If you think I’m being extreme you probably haven’t heard of a little man named Lil Poopy. Decked out in cornrows and silver chains, nine-year old Luis Rivera, Jr. began his road to Internet fame with his music video “Pop That” in which he raps about drugs and poses in sexually suggestive positions with women, even slapping a video vixen’s backside in the final shot. But it looks like his 15 minutes are already up, as on Feb. 26, Child Services began an investigation on his parents after a concerned neighbor called to complain. French Montana, Lil Poopy’s mentor, dropped him from his world-renowned hip hop collective, Coke Boys, soon afterwards.
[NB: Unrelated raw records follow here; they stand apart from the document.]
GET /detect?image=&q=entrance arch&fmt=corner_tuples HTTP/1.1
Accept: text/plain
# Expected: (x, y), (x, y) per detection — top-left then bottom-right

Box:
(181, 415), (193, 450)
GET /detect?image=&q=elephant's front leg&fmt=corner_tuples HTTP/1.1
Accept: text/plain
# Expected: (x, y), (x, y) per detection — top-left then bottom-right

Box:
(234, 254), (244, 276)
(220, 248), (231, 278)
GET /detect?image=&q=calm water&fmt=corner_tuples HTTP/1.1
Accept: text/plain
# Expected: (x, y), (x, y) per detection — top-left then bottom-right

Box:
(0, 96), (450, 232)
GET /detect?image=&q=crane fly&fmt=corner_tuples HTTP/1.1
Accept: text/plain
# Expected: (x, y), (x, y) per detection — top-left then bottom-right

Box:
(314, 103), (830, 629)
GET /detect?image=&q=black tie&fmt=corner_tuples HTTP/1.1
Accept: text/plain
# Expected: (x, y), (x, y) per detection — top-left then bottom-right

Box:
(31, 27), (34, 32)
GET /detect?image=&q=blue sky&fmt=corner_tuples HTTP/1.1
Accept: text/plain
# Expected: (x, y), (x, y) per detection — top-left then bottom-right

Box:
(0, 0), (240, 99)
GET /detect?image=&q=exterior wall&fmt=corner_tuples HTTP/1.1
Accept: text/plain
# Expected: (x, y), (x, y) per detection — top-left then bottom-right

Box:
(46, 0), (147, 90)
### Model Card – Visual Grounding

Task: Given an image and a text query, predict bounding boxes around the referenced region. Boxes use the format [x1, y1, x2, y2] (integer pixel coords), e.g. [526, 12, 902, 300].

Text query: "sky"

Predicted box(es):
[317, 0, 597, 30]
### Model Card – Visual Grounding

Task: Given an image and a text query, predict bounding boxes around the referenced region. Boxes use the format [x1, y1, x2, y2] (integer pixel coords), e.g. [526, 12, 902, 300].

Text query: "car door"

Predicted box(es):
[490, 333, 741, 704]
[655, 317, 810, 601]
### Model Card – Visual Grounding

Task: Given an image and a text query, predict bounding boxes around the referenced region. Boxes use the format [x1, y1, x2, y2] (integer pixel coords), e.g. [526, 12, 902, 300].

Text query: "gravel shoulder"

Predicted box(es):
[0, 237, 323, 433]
At least authorities are nipping Lil Poopy’s situation in the butt early on. But my favorite child star growing up, Lindsay Lohan, hasn’t been so lucky. She rose to the top with a squeaky clean image making Disney movies and singing with the help of her “momager.” However, inspite of her charm and talent, that was the extent of her popularity. Fifteen years later, she’s stuck doing Lifetime movies and is bombarded with court cases due to her habit of drunk driving and her penchant for stolen jewelry. Needless to say, she’s been to rehab so many times that I’m almost surprised she hasn’t yet paid a visit this year.
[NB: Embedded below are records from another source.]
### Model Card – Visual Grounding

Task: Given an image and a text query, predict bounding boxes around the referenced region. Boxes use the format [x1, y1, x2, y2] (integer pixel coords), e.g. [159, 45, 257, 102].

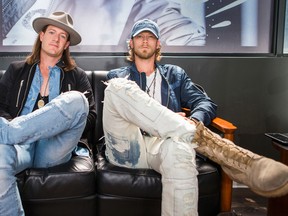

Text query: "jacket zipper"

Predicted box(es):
[16, 80, 24, 107]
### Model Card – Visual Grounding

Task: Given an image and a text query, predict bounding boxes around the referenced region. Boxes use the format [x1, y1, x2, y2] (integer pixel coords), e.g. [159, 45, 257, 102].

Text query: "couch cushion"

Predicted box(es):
[17, 156, 96, 199]
[96, 155, 221, 199]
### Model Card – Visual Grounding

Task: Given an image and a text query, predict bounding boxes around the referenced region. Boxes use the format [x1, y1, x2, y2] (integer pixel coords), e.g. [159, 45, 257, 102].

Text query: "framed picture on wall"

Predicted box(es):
[0, 0, 274, 54]
[283, 2, 288, 54]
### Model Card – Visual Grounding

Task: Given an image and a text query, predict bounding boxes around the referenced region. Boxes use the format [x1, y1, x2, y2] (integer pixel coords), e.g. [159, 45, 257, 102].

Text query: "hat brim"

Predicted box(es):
[132, 28, 159, 39]
[32, 17, 82, 46]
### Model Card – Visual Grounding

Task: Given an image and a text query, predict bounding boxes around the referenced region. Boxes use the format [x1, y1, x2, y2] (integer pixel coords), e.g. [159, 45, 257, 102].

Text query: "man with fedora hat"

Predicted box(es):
[103, 19, 288, 216]
[0, 11, 96, 216]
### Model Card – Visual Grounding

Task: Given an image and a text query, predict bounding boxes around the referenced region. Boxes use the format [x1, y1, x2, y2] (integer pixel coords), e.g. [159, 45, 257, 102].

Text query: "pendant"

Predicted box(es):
[37, 99, 45, 108]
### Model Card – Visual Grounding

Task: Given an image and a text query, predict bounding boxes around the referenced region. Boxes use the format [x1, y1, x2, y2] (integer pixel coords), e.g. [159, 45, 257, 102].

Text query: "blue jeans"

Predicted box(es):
[0, 91, 89, 216]
[103, 78, 198, 216]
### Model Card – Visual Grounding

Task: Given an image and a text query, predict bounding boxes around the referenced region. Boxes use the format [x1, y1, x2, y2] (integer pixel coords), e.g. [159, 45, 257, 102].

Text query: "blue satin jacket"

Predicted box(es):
[107, 63, 217, 125]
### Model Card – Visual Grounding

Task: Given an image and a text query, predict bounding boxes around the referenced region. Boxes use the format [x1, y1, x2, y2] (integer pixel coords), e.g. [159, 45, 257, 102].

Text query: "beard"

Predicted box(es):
[133, 49, 155, 59]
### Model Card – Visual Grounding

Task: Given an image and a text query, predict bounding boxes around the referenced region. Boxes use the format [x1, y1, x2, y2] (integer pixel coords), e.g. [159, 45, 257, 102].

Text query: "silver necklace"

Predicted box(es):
[146, 70, 157, 98]
[37, 72, 51, 109]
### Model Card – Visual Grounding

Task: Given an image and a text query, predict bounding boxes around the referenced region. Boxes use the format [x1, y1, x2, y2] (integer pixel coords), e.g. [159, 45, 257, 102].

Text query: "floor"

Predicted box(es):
[230, 187, 268, 216]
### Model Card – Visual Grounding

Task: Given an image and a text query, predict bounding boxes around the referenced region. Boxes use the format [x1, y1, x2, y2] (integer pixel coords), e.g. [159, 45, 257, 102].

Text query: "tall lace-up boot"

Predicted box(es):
[192, 122, 288, 197]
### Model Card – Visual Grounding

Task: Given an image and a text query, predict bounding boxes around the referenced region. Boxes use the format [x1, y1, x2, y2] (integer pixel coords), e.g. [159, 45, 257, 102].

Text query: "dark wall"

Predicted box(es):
[0, 55, 288, 159]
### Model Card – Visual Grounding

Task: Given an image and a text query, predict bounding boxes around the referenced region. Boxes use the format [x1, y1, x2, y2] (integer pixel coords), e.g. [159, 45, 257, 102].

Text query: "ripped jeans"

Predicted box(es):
[0, 91, 89, 216]
[103, 78, 198, 216]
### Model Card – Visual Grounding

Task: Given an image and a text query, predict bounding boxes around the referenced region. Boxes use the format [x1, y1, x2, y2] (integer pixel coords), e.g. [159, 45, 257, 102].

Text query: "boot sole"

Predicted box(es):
[251, 183, 288, 198]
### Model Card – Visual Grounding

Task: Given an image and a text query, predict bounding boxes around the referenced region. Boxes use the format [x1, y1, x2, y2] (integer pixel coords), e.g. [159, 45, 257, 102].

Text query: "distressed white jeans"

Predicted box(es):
[103, 78, 198, 216]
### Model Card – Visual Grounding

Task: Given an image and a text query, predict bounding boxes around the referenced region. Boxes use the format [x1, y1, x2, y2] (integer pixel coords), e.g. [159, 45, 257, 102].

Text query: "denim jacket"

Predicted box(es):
[107, 63, 217, 125]
[0, 61, 96, 137]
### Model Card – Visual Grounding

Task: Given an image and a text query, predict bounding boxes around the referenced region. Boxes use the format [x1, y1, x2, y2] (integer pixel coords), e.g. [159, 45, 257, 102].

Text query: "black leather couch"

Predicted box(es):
[0, 71, 233, 216]
[93, 71, 234, 216]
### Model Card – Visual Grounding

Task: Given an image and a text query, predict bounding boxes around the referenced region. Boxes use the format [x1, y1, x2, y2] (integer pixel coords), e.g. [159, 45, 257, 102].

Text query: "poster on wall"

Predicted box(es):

Lil Poopy and Lohan certainly aren’t exceptional examples. Try googling these old child stars that have been pushed out of the limelight by their misfortune: Brian Bonsall, Edward Furlong, Gary Coleman, Jodie Sweetin, Jamie Foxworth, Dana Plato. You’ll find their stories are filled with drug addiction, robbery, restraining orders, assault charges and porno appearances.

I’ll admit I tried to convince my mom to let me go into the entertainment industry at one point. She never took the idea seriously but I would’ve totally given Lohan a run for her money. I can envision my music video with an opening shot of me strutting alongside my mentor, Britney Spears, in three-inch golden Christian Louboutin’s. Sure, I may wobble a little the first 10 times but those pumps are worth the pain. If six-year-old Suri Cruise can pull off the look, why can‘t I? Her taste in fashion is impeccable—in fact, she could be my stylist! I could even invite the girls from “Toddlers and Tiaras” to join in on the fun. They could show me how to apply makeup and walk on the runway, while I tweet about my antics to my adoring fans.

The life of a child star sounds glamorous but it’s sadly ephemeral. I’d probably become another washed out diva who’s on her way to singing jingles. It wasn’t any different for Lohan, nor is it any different for Lil Poopy. Many child stars become washed-out and lose their fan base, but they also lost their youth and innocence in the process. It’s not to say we still can’t prance around in our rooms singing and dancing in front of the mirror and practicing our Grammys and Oscars speech; we just need to make sure we aren’t blinded with the idea of stardom.